すきとおるし
「おまえ、腕も拭いとけよ……」
「ゆんもね。ハンカチ持って来た?」
「忘れた」
今朝、急遽礼服を引っ張り出し、スマートフォンと財布だけをポケットに入れ、上着をネクタイを持って家を出たらしい彼に、多めに持って来たハンカチを一枚差し出し、わたしもびしょ濡れの腕と、ついでに首も拭いた。
「イチ、おまえ、本当に丸くなったな」
わたしのハンカチで手のひらを拭いた彼は、それをスラックスのポケットに突っ込みながら言う。

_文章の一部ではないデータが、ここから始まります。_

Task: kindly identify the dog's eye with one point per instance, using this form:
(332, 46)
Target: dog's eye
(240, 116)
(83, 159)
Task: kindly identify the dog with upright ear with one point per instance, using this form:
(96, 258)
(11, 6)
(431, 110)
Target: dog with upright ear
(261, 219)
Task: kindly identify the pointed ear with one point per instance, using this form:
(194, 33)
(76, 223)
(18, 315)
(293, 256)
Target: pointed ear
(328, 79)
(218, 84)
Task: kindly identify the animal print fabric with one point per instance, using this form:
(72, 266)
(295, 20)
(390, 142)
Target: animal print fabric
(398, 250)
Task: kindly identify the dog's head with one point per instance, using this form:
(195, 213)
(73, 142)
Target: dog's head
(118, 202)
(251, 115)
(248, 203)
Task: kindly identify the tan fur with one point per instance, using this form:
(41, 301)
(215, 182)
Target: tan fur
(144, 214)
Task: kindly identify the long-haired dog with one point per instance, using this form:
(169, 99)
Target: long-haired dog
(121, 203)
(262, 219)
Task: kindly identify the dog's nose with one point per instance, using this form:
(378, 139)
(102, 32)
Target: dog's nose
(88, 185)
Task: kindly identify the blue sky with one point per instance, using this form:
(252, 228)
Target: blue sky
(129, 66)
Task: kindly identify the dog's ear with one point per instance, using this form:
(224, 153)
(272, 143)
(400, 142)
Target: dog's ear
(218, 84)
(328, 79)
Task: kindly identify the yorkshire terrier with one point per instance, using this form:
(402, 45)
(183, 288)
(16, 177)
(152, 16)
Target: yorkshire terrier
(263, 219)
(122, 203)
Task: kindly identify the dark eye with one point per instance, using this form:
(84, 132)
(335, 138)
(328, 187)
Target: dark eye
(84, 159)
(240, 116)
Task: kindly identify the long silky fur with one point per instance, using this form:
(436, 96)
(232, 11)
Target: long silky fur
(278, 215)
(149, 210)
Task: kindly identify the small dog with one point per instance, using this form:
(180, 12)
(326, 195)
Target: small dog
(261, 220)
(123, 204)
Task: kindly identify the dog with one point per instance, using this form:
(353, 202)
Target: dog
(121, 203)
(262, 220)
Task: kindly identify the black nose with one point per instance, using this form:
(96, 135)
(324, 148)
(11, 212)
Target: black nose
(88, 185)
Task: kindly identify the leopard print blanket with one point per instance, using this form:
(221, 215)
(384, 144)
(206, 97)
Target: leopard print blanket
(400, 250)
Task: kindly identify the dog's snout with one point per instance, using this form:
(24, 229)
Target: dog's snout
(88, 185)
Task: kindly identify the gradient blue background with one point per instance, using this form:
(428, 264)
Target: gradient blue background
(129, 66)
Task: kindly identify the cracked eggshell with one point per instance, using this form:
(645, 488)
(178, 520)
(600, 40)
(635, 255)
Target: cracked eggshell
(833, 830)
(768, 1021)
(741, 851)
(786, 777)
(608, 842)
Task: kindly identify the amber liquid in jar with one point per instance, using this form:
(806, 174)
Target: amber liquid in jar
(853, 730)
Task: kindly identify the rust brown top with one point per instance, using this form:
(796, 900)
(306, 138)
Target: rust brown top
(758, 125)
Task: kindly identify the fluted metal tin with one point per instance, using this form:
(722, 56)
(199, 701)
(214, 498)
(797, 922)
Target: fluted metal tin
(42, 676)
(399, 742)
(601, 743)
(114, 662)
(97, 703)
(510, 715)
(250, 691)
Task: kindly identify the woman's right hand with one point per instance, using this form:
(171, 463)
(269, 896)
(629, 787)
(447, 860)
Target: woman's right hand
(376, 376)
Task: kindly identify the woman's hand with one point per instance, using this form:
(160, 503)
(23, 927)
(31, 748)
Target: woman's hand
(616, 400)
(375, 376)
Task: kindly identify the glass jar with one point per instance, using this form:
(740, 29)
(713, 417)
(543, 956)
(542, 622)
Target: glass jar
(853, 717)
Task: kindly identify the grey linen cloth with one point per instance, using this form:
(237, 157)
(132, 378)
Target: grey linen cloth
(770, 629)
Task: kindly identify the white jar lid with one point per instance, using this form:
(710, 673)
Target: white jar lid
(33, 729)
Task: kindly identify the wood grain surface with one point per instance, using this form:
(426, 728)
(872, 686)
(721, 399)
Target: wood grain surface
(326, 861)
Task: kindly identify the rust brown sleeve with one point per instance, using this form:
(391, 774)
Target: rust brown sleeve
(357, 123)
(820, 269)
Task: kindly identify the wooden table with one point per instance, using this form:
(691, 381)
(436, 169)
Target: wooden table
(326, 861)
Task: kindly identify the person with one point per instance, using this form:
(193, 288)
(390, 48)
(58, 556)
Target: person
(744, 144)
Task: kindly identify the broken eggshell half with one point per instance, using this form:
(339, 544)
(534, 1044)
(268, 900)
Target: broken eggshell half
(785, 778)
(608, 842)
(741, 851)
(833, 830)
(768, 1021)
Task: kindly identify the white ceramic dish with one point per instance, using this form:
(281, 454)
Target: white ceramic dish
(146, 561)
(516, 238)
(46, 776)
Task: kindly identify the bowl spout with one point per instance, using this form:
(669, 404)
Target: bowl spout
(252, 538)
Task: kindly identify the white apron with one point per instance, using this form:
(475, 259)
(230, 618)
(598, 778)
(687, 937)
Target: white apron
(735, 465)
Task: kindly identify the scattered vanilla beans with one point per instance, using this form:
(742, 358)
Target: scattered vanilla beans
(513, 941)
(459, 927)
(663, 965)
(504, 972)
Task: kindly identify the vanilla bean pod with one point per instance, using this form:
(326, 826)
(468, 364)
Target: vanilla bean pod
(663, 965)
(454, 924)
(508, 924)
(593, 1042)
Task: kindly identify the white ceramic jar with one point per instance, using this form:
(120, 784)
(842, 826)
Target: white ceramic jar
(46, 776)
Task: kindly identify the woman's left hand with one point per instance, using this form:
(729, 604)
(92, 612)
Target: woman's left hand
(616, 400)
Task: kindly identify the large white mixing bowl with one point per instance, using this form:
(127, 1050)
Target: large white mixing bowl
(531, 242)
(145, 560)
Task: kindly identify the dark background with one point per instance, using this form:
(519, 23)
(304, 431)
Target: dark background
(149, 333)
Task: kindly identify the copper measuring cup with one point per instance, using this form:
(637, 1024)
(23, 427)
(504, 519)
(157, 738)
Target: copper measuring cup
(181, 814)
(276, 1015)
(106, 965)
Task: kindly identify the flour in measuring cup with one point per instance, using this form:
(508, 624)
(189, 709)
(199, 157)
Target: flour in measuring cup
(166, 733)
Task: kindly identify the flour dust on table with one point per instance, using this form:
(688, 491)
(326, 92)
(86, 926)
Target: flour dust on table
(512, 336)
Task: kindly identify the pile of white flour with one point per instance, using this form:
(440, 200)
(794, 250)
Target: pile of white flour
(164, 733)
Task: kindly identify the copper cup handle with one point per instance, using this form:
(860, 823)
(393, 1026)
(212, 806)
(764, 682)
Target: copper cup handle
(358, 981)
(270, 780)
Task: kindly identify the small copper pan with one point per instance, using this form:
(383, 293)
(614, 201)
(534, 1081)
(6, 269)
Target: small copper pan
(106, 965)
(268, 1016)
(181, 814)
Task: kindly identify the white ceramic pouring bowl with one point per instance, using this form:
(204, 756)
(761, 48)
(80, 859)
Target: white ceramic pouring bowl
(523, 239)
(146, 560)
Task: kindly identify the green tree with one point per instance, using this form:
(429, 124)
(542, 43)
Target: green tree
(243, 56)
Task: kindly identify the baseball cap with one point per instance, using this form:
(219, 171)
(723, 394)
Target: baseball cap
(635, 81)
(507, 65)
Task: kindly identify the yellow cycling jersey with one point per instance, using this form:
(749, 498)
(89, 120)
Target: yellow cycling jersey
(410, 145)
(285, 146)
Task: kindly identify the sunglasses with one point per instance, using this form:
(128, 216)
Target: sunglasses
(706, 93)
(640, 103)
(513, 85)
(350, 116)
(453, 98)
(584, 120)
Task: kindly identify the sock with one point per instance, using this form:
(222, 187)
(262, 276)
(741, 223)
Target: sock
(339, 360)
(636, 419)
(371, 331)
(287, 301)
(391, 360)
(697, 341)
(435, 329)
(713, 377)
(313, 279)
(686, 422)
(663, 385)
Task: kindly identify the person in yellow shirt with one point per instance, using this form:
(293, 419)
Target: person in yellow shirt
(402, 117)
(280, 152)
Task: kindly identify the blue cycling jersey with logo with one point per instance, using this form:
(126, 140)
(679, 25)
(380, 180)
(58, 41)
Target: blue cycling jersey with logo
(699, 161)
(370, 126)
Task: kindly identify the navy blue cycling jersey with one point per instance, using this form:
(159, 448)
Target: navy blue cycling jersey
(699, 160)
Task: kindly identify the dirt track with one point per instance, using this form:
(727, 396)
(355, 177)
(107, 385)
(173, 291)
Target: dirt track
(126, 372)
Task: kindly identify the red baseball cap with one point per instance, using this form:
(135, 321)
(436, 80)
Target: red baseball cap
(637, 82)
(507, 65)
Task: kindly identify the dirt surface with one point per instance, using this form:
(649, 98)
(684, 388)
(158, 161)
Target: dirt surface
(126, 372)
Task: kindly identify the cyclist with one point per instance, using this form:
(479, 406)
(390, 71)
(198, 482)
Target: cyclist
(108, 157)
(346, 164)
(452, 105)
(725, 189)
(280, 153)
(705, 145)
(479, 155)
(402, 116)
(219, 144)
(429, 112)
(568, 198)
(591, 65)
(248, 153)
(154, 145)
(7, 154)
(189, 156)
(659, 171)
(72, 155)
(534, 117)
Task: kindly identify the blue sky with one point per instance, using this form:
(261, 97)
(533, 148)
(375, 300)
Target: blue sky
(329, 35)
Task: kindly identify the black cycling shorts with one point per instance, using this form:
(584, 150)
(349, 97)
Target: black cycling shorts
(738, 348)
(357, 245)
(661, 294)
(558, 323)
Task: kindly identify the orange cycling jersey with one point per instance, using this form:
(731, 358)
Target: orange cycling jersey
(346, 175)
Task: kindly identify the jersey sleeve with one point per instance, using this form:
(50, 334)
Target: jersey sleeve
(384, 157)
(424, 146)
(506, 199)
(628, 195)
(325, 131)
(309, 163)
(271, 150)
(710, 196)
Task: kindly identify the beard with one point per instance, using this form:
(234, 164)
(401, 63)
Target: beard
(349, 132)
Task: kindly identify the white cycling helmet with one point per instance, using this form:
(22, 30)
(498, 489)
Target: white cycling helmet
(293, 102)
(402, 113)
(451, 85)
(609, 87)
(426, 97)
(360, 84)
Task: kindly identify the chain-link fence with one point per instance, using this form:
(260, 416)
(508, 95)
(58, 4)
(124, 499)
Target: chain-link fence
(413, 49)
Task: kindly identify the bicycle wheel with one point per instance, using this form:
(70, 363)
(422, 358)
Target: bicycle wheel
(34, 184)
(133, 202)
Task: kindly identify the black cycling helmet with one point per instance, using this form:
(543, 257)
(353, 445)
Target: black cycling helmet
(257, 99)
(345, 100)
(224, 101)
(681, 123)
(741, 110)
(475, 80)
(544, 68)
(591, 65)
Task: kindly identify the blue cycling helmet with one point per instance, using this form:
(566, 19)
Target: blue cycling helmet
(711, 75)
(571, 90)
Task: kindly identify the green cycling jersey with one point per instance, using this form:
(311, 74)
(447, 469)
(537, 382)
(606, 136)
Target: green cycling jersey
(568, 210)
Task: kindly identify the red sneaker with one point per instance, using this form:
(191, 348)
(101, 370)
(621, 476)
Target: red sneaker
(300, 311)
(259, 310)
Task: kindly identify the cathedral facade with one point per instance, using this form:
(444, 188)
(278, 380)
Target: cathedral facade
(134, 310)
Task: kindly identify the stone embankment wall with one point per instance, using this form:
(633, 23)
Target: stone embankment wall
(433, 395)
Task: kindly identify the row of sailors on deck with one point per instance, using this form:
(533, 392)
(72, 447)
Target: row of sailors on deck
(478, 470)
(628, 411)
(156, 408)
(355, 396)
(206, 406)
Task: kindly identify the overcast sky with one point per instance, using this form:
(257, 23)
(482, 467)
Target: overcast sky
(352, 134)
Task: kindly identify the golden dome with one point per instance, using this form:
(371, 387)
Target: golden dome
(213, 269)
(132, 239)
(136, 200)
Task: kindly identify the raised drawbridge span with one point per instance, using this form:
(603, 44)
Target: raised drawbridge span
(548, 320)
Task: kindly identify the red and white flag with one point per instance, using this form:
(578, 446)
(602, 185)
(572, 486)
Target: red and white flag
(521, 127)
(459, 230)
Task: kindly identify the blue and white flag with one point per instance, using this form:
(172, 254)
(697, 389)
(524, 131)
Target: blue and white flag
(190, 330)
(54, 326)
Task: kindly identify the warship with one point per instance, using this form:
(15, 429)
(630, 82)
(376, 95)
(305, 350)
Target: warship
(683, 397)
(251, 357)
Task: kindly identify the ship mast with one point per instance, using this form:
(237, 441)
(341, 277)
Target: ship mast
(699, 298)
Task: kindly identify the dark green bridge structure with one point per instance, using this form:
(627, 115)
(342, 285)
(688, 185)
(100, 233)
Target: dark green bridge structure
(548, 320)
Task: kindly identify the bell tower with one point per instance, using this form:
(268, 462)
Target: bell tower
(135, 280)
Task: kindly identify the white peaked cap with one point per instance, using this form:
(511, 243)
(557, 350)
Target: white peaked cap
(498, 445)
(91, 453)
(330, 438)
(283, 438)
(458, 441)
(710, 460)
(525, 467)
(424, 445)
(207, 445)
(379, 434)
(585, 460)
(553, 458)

「昔はこんなんじゃなかったろ。何か言うとすぐ食ってかかって来て、喧嘩ばっかしてたろ、俺たち。この一年で、何かあったか?」
彼の言葉に、わたしは心の中で首を横に振り、違うよ、と否定する。
この一年で、何かが変わったわけではない。むしろ、変わっていないのだ。
二年前からわたしは、一歩も進めず、同じ場所に立ち尽くしているのだ。
何か変わったことがあるとすれば、髪が少し伸びたことと、化粧が少し薄くなったことくらいだ。
言おうと思ったけれど、目的地が見えて来たから、黙って足を動かした。